The film is part of a new movement in cinema known as ‘New French Extremity’. One of the key auteurs, as I’ve already mentioned, in this movement, is Gaspar Noe – a man who in Enter the Void showed us a sex scene from inside of the vagina itself. No, I’m not joking. Now, you may find this disgusting or shocking or blunt or whatever – but this is exactly the point. This movement is a call-back to the 70s exploitation flicks and ‘video-nasties’. People would queue up to see these films which shocked, aroused and perversely entertained. These films were exhilarating and thrilling. The problem with Baise-Moi is that it is anything but. (And this isn’t necessarily because it doesn’t present us with a rather ‘original’ love-making scene).

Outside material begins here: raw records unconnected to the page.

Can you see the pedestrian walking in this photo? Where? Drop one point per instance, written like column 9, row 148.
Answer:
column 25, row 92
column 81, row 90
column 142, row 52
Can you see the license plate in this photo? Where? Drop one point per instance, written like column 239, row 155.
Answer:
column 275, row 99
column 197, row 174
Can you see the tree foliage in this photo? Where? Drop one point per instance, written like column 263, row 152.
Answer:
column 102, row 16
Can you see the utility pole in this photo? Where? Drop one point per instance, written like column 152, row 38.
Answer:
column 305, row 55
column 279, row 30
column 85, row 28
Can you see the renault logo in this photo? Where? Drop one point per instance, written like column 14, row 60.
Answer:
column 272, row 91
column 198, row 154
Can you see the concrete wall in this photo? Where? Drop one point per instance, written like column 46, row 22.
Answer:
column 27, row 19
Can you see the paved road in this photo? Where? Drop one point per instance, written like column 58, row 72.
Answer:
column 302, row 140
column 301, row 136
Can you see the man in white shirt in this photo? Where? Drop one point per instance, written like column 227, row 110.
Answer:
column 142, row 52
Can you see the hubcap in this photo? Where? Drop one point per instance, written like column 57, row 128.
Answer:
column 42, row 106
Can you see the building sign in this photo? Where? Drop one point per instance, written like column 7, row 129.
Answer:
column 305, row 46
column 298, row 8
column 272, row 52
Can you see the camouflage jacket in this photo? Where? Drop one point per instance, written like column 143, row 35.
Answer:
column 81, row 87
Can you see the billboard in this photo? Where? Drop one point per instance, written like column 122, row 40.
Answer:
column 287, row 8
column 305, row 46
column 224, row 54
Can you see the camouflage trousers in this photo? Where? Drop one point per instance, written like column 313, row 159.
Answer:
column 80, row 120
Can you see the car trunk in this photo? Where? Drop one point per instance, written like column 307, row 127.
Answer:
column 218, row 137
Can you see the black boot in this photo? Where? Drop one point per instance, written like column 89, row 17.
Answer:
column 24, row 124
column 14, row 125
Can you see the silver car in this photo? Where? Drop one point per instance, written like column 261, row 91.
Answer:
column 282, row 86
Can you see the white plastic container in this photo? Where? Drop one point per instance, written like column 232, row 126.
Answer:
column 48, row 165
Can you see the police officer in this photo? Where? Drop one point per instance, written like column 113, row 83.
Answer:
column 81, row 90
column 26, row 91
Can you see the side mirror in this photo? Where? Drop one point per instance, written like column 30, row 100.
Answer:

Seedy, psychedelic head-trip. Gaspar Noe's 'Enter the Void'.

Seedy, psychedelic head-trip. Gaspar Noe’s ‘Enter the Void’.

But this isn’t the case with the film – it’s all images and nothing else. Thus due to this, the film is beyond bland.

I think my reaction to the film was quite simply this:

Oh look, there’s a woman sucking a man’s penis. Oh look, he’s sucking her vagina. Oh look, they’ve gone into a bar and massacred everyone there. Oh look, they’re consuming drugs. Oh look, his penis is going inside of her. Oh look, he’s just orgasmed. Oh look, she’s just orgasmed. Oh look, they’re all dead. Oh look, he’s screaming in agony. Oh look, there’s more dead people. Oh look, she’s screaming in agony. Oh look, she just said a naughty word. Oh look, an orgy. Oh look, he just said a naughty word. Oh look, another orgy. Oh look, another penis going inside a vagina. Oh look…

To which my reaction to all of this was quite simply: “So what?”

Verdict:

Not shocking. Not exciting. Not entertaining. Not thrilling. Not horrifying. A trashy piece of nonsense which takes away any emotional reaction to the scenes that it’s in. So bland and dull that the names of the characters escape me, and I couldn’t even remember which one was ‘the rape-victim’ and which one was ‘the prostitute’.